Miguel Botto Salinas (born 14 November 1968) is a Chilean commercial engineer, singer-songwriter, academic, and independent politician.

He was elected as a member of the Constitutional Convention in 2021, representing the 6th District of the Valparaíso Region.

== Early life and family ==
Botto was born on 14 November 1968 in Quilpué, Chile. He is the son of Roberto Botto Duranc and María Salinas.

He is married to Loreto Parra Cuadra and has three children.

== Education and professional career ==
Botto completed his primary education at Escuela Básica No. 84 and his secondary education at Liceo A-39 Guillermo Gronemeyer Zamorano in Quilpué. He studied commercial engineering at the Pontifical Catholic University of Valparaíso.

He holds a master’s degree in Educational Management from the European University of Madrid and Andrés Bello University.

In his professional career, he has worked as a university academic in Chile and Ecuador, as a consultant, and as a business leader in the educational and real estate sectors. He has also developed artistic work as a singer-songwriter.

== Political career ==
Botto began his political involvement as vice president of the student council at the Liceo de Quilpué. He later served as general coordinator of the First Youth Council of Quilpué and was a founder of the RESO Association for Social Recognition. He is a member of the Independents Not Neutral movement.
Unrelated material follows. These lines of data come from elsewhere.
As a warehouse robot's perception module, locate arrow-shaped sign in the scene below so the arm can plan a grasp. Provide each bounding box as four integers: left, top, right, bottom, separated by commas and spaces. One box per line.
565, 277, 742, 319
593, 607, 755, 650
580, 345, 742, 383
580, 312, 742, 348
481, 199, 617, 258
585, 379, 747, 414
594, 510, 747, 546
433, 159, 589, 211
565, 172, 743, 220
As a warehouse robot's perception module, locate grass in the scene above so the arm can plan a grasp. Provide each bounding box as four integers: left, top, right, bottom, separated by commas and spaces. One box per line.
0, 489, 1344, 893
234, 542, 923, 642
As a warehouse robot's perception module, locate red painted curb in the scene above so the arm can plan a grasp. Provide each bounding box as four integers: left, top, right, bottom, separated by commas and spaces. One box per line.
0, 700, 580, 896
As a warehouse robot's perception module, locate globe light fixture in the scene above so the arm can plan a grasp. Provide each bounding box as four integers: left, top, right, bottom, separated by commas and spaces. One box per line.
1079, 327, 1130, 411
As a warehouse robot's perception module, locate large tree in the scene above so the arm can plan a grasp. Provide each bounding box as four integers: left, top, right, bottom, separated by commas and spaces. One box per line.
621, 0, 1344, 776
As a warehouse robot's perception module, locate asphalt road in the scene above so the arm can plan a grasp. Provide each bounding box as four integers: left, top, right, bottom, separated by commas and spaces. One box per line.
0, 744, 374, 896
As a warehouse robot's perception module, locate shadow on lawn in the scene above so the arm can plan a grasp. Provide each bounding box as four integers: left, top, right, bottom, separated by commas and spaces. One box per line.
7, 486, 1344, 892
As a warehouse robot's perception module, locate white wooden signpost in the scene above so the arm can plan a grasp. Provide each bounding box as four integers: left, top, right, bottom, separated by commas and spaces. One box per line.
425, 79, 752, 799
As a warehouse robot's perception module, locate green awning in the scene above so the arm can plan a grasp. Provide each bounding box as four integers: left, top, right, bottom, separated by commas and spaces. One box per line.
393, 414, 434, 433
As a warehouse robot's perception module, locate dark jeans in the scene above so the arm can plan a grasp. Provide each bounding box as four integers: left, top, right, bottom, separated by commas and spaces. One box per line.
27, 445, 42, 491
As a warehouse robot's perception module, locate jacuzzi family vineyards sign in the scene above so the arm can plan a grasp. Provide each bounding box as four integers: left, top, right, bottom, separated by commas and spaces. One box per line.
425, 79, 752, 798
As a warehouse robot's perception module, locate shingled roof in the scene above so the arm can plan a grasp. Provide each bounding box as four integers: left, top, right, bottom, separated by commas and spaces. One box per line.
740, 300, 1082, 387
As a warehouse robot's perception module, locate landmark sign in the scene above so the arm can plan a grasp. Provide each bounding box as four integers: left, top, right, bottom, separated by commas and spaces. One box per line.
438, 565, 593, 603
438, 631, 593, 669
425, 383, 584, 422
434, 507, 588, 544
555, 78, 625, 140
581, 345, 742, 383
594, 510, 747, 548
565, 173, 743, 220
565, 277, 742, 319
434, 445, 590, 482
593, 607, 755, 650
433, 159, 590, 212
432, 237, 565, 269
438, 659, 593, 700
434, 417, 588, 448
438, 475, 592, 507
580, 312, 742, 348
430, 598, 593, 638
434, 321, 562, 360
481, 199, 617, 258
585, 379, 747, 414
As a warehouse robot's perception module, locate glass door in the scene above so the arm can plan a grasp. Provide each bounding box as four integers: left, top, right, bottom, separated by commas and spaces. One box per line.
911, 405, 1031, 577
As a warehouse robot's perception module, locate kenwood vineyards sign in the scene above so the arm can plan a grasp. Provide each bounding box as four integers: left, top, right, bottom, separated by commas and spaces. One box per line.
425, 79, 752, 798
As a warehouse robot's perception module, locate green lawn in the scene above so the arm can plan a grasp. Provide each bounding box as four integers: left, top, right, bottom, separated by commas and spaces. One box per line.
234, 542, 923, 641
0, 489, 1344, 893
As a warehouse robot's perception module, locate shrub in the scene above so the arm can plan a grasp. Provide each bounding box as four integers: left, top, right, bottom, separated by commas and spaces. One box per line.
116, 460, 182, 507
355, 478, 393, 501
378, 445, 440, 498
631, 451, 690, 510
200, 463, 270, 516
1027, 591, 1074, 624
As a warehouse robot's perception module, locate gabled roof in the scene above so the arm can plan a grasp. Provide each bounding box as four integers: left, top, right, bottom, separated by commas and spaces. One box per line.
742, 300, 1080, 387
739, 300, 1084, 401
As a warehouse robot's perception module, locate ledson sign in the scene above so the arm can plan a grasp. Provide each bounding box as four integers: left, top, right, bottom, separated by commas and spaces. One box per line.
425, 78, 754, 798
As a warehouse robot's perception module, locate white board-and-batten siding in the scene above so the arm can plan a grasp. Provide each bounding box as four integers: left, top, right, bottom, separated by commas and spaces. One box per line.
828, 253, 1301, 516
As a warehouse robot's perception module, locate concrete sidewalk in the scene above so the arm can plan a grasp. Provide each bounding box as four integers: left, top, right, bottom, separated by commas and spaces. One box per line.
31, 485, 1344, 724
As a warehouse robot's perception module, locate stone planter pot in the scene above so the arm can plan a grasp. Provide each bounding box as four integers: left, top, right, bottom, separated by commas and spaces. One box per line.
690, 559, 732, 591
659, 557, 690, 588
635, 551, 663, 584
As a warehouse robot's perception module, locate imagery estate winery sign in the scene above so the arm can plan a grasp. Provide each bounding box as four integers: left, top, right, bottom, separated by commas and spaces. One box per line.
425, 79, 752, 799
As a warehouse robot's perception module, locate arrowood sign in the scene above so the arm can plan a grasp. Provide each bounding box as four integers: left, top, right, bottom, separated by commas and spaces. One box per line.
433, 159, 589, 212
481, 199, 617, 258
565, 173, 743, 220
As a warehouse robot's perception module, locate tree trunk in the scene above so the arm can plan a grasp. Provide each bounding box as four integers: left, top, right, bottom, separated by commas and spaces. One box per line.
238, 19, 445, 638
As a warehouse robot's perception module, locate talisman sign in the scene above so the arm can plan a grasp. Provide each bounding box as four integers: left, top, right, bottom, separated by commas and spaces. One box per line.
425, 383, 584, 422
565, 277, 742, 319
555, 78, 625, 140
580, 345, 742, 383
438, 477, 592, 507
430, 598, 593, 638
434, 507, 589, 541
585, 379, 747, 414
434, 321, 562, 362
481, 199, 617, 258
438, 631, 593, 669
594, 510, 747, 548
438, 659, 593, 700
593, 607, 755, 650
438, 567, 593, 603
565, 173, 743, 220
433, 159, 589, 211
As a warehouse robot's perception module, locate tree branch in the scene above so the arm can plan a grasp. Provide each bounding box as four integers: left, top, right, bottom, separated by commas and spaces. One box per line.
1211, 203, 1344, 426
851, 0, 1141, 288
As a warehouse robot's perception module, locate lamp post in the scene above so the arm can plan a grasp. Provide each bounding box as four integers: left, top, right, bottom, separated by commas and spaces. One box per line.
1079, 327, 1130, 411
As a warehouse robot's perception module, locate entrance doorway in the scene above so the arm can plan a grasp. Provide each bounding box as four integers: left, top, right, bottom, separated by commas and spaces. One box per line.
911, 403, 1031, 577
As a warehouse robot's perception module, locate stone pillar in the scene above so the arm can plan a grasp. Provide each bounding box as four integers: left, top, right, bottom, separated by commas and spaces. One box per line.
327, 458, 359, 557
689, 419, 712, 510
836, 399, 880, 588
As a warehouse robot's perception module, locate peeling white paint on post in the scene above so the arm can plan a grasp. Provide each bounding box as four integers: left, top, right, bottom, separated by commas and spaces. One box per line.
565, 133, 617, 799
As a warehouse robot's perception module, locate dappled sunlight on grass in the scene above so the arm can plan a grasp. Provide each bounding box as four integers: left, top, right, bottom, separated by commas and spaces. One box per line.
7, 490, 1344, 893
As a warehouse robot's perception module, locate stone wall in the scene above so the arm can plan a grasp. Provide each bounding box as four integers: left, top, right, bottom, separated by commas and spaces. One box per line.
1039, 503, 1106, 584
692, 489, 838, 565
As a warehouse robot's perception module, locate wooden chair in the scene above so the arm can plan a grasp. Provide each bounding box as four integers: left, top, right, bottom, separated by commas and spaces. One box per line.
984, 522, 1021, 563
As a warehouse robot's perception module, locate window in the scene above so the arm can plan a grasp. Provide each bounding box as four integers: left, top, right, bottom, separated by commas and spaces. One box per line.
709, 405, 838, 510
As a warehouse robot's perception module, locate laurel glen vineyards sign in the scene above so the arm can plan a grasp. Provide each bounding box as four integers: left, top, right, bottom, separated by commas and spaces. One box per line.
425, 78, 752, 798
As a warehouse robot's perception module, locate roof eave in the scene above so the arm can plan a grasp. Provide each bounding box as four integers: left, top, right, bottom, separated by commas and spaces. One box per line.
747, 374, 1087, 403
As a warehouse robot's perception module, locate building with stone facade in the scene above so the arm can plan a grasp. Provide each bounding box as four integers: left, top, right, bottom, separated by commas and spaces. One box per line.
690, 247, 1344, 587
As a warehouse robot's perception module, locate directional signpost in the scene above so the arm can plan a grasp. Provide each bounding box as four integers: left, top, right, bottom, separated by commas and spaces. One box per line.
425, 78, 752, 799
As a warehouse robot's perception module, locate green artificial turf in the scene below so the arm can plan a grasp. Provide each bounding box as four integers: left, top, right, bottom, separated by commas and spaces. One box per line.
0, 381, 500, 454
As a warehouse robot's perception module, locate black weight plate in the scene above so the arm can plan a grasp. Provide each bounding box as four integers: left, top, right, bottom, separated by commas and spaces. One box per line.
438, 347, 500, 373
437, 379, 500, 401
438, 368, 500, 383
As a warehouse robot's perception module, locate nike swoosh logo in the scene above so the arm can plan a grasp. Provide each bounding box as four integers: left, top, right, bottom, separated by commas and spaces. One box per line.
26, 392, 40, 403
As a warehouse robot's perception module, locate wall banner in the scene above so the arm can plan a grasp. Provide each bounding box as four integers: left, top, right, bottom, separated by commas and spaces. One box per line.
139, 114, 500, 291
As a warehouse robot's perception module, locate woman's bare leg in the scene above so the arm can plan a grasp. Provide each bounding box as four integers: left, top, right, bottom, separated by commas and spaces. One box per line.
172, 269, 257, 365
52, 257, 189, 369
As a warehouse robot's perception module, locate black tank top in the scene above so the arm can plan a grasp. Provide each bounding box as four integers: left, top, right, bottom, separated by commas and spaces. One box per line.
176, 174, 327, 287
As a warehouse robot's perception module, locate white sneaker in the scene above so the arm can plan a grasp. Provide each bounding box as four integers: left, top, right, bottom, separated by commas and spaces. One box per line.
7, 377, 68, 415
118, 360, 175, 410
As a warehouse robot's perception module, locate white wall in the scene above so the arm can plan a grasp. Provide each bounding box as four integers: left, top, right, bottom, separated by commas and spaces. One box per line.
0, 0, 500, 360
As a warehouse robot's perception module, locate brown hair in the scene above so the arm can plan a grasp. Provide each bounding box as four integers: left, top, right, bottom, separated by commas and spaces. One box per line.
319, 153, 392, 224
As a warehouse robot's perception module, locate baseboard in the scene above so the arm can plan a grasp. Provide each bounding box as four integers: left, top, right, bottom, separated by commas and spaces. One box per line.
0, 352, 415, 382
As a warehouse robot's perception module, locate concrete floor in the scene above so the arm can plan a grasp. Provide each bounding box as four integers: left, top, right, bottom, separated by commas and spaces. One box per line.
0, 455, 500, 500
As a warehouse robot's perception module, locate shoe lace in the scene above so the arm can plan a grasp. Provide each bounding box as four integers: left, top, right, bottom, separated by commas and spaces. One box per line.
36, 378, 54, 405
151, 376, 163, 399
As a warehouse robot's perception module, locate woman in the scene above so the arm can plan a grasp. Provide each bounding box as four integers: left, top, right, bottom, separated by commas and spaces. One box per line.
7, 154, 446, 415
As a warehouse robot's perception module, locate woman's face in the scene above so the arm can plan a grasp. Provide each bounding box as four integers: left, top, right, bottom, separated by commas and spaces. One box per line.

In the elections held on 15–16 May 2021, Botto ran as an independent candidate for the Constitutional Convention representing the 6th District of the Valparaíso Region, within the Independents for the New Constitution list. He obtained 3,779 votes, corresponding to 1.15% of the valid votes cast, and entered the Convention through the gender parity correction mechanism, becoming the sole representative of his electoral list.

On 2 November 2022, he joined the launch of the new Democrats party. Three years later, the party was dissolved after a poor electoral performance.